7 min read

Creating A Simple Automated Strategy

I’ve been into algorithmic trading for around 6 months now, following two separate approaches – one is bruteforcing strategies, which works reasonably well but takes a lot of resources ($), servers and electricity and so on. However, it has given me some really neat, tradable strategies. The other approach is developing strategies manually, which is a lot of fun and appeals to my creative side. Today I just quickly want to show you one of the simplest strategies I have ever created (2 lines of code). It is a biased strategy applied to the E-Mini S&P500 Future (ES) contract traded at the CME, on the daily charts, and has (without any position sizing & compounding applied) about the same performance as if you had simply bought and held the S&P over the last 20 years, but without the massive drawdowns that happened, for example, in 2008.

What would a biased strategy on the ES look like, then?
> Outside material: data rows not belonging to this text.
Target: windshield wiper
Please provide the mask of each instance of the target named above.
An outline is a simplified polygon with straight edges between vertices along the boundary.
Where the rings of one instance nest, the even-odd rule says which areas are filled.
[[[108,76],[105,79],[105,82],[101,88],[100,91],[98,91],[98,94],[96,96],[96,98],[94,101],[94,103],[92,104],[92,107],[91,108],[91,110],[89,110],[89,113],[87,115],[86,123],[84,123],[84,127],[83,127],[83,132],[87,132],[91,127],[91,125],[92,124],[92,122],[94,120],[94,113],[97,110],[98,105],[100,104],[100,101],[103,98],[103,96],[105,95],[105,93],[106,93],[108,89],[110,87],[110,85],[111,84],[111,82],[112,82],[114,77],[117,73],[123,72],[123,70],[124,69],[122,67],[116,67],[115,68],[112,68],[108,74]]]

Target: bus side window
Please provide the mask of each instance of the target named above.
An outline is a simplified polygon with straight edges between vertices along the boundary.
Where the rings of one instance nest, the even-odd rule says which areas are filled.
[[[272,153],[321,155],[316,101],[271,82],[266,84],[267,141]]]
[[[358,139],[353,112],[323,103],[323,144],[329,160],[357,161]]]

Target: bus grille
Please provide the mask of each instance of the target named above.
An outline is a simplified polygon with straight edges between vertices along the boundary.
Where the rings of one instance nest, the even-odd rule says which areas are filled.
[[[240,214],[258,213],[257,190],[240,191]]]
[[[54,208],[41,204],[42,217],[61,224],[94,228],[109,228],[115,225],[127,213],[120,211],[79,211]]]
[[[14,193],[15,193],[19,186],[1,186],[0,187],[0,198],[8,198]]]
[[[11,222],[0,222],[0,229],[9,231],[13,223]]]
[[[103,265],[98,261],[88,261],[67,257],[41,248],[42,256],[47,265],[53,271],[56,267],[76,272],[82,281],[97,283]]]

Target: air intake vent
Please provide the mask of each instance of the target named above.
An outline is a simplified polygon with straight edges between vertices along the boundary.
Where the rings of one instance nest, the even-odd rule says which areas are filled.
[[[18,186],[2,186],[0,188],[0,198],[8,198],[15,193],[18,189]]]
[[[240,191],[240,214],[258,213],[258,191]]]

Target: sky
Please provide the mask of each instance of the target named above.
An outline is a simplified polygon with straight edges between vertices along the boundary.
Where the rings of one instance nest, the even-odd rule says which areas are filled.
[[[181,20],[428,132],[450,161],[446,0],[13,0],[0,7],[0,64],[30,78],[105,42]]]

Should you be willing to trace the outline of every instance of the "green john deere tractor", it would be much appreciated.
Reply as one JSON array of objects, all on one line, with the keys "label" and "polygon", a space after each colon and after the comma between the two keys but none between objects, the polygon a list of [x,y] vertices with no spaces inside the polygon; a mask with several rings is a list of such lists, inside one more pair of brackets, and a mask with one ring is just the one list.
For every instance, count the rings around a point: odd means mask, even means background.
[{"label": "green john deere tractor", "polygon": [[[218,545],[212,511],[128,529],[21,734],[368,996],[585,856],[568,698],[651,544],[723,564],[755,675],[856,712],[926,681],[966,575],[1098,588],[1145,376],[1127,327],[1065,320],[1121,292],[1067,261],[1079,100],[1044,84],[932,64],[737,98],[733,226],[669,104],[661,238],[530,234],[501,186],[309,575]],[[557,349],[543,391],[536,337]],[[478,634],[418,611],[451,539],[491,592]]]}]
Well, we trade long only. At first, I wanted to see what the performance would be if we bought whenever a daily bar closed above the BollingerBand (Length 20, StdDev 2), and reversed our position whenever a daily bar closed below the BollingerBand (Length20, StdDev -2). The performance looked like this…

If Close > BollingerBand(Close, 20, 2) Then Buy Next Bar At Market;
If Close < BollingerBand(Close, 20, -2) Then SellShort Next Bar At Market;

Well, nothing too fancy, as was to be expected. I like to start with simple ideas and then take it from there. Usually, I will develop and refine a strategy on a small chunk of data, and when it works on that chunk, I will forward-test it on the whole data I have to emulate live-trading. However, with bias strategies, it’s different – as we are trying to exploit a certain characteristic of the market, we need to see during the development process already, whether that characteristic exists and how stable it is. For example, a long-only strategy on the ES tested during 2008 would either give us 0 trades due to filters or have a horrible performance.

While that might be true for the development of other types of strategies, as well, and we could, due to bad luck, develop on exactly those 1-2 years of data where our idea does not work, it is a risk we have to be willing to take and a good trade-off in order to avoid the dangers of curve-fitting, over-optimization, and immediate strategy death during live trading. Generally, the higher the timeframe you use, the more data you want to use for both development and testing, as well, to get a good sample size.

Anyway. Let’s get back to our bias. Just a quick check to see whether the strategy does what it’s supposed to do.

Certainly seems like it. It buys when the price closes above the BB and reverses when it closes below the BB. Interestingly enough, this strategy made a lot of money during 2008 and the 2000 crash, but gave it all back during the other years.  So, as especially the US Stock Indices always have to go up in the long term (or else capitalism goes bust and then we don’t have to worry about trading anymore), let’s introduce our bias.

We go long when the price closes above the BB, and we exit the trade when it closes back inside the BB – this should allow us to capture the big upside moves, while we patiently wait out bear markets. Here is the performance.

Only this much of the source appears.